Every spring we look into the flowerbeds, hoping to see their fluttering wings. They’re the daydream of the child, and the memory of the gardener. They inspire awe and wonder, and we create environments hoping to attract them.

Butterflies have enchanted poets and artists since the beginning of time. They are documented in field guides. We watch from April to September, hoping to catch a glimpse of a Swallowtail or a Monarch.

Many people do not know the rich collection of mythology concerning butterflies. Perhaps you’ve heard it said that they carry messages to heaven; you might count the spots on their wings to predict how many children you’ll have.

There are many more tales where those came from. Butterfly mythology is fascinating. Knowing what our ancestors said enhances the thrill that we feel, watching them vanish into the sky.

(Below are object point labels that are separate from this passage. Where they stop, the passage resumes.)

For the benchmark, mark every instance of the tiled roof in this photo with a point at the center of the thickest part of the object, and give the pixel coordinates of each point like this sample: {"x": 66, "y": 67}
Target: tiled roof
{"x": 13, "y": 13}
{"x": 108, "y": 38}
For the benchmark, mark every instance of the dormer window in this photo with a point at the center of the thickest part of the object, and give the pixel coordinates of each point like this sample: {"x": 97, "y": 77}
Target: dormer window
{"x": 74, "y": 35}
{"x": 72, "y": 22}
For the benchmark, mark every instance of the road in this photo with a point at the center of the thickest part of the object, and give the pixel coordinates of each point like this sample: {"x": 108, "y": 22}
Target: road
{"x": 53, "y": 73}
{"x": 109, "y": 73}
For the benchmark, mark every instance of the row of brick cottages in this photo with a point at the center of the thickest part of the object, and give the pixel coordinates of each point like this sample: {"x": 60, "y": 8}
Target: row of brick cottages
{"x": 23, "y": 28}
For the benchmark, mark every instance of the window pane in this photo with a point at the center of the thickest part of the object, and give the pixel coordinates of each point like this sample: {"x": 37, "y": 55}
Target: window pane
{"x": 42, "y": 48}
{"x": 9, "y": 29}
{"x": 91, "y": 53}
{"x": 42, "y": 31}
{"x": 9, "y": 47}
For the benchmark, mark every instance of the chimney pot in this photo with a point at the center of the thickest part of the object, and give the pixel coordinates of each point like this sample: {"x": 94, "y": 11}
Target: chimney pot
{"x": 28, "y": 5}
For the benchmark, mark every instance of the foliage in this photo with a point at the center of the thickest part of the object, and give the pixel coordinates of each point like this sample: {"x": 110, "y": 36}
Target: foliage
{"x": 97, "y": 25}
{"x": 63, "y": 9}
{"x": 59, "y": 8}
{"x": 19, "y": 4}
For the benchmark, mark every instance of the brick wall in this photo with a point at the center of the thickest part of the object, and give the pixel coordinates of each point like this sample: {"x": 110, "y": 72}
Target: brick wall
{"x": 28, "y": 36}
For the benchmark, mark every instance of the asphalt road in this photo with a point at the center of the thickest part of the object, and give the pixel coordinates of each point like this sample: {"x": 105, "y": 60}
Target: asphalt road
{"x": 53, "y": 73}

Here are three pieces of folklore involving these lovely insects:

  • Native American lore is rich. One of their stories is that the serpent god, Quetzalcoatl, was born of a chrysalis. Native Americans are not the only ones to make symbolism of the cocoon; to many, it represents the struggle as we move from one phase to another. We break our cocoons to face fresh challenges with wings and wisdom. The butterfly cocoon is often more beautiful than the creature itself.
  • In many parts of the world, pagan tradition has a special place for this elegant insect. In Ireland, it’s considered bad luck to kill a white butterfly—they’re believed to symbolize the human soul after death. Most of us don’t think much of the white butterfly, our eyes seeking out color instead. In Ireland, this cannot be; we must pay attention, lest we pass a spirit and not pay it due homage.
  • In other places, we should look for the red butterfly. According to Icy Sedgwick, red butterflies often mean important news is on its way. However, the Scots believed red butterflies were witches, an example of how two cultures can see a thing differently. It doesn’t end there: if a sailor saw a yellow butterfly, he might perish on his next journey.

Special mention: if you want a fascinating read, visit Dealan-De’s account of The Wooing of Etain.

When spring comes back around this year, keep an eye out the window for a red butterfly; it might be a witch. And if you are a sailor, be kind to the yellow butterfly, lest you get into a boating accident! Remember that, out in the garden, anything is possible.